I had a patient the other day that was on 2 mcg/min of levophed with b/p of 110/50. His blood pressure 2 hours into the shift drops into the 60/40. I increased my levophed to 10 mcg/min and his blood pressure responded to 115/50. When I alerted the resisdent to this rapid increase in levophed he asked for a CVP. I measured a cvp of 12 (pt on vent with peep of 5) After informing him of the CVP, he states that b/c the CVP is adequate no fluid bolus is needed for the blood pressure drop(lasix drip on pt and urine output 50ml/hr). My question is if increasing my levophed causes an increase in CVP because of the increase peripheral vascular resistance(increasing central venous blood return). This would make the cvp measurement after the increase in levophed an inacurate measure of fluid volume staus. Can someone help me with a sound physiologic type answer?
Nov 3, '07
I would have to agree that the cvp was a bit of an illusion. Your reasioning sounds spot on to me. Did you happen to know what his cvp was at the time of the BP drop? Making a decision like that based on a single cvp reading is a little too simplistic. For instance... I am wondering why this patient was on a lasix drip. Has he been volume overloaded and has some renal insufficiency? If so they may want to use the drugs to control his BP rather than fluids. Why is he on levo anyway? With only 50 cc/h UOP and BP instability my instinct would be to give fluids but the reference to the Lasix drip makes me hesitate. Did his lungs sound wet or was he dry?
So many questions and Critical care is often like putting together a living breathing jigsaw puzzle. Oh yeah, how were his pulses? People hold their pulses better on Levo if there is a little fluid in the tank.
Remember you can also use colloid to expand volume and wean your pressors. Hespan is 5oocc's but is hard on the kidneys. Albumin is often a good choice and is small in volume. There is also plasmanate and plasma protein fraction. If he has had volume overload problems and renal insufficiency then he may have plenty of fluid in his tissues that needs to be shifted into his intravascular space. Colloids are the intervention of choice here.
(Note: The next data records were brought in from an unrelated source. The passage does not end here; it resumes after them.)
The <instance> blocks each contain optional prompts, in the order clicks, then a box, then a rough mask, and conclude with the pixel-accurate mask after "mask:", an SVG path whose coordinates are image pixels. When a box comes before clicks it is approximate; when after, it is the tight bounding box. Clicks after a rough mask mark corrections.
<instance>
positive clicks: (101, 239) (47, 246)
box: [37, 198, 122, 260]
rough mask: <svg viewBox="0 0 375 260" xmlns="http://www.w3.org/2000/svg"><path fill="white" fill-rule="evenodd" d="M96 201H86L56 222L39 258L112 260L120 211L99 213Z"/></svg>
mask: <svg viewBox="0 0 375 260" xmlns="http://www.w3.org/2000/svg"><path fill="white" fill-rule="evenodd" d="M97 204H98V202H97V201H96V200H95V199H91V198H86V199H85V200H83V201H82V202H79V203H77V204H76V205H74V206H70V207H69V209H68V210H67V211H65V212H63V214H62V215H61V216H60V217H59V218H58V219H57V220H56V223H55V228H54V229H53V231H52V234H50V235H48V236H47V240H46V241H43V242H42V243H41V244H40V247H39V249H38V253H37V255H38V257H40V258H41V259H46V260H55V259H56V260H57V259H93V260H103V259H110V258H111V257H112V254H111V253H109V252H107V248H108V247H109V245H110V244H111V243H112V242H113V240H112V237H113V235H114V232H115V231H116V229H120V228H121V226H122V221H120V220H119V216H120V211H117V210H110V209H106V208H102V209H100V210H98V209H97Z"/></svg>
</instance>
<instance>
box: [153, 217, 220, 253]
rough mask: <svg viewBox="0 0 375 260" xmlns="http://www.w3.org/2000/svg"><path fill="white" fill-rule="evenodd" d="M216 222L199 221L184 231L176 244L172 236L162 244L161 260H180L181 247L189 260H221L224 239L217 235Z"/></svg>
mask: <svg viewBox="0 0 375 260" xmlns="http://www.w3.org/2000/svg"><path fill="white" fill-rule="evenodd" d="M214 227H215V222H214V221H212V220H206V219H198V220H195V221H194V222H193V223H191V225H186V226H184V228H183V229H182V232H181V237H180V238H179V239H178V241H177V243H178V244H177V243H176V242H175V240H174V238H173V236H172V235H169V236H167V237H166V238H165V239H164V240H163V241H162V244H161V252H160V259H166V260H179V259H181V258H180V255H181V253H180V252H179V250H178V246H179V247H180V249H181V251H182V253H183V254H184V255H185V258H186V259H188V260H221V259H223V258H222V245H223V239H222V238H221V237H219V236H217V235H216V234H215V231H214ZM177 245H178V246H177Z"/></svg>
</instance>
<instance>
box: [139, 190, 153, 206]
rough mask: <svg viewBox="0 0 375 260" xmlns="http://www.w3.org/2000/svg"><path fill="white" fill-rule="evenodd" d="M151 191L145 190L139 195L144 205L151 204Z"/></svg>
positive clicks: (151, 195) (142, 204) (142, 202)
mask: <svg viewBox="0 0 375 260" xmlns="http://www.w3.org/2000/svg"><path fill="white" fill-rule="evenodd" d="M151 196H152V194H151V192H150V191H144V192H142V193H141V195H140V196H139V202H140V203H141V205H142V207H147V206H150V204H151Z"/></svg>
Or is it possible that they have dried him out too much with the lasix drip as evidenced by the drop in BP and a UOP of only 50 cc's/hr. In that scenario the cvp is certainly an illusion and this patient needs fluid. This is where daily weights and serial daily fluid balance calculations come in along with your physical assessment skills. Determining volume status in a critical patient is rarely as simple as taking a cvp reading. When discussing the patient with a doctor (especially a resident) it is a good idea to have a handle on all of these issues.
P.S. I don't expect an answer to my questions. They are simply food for thought.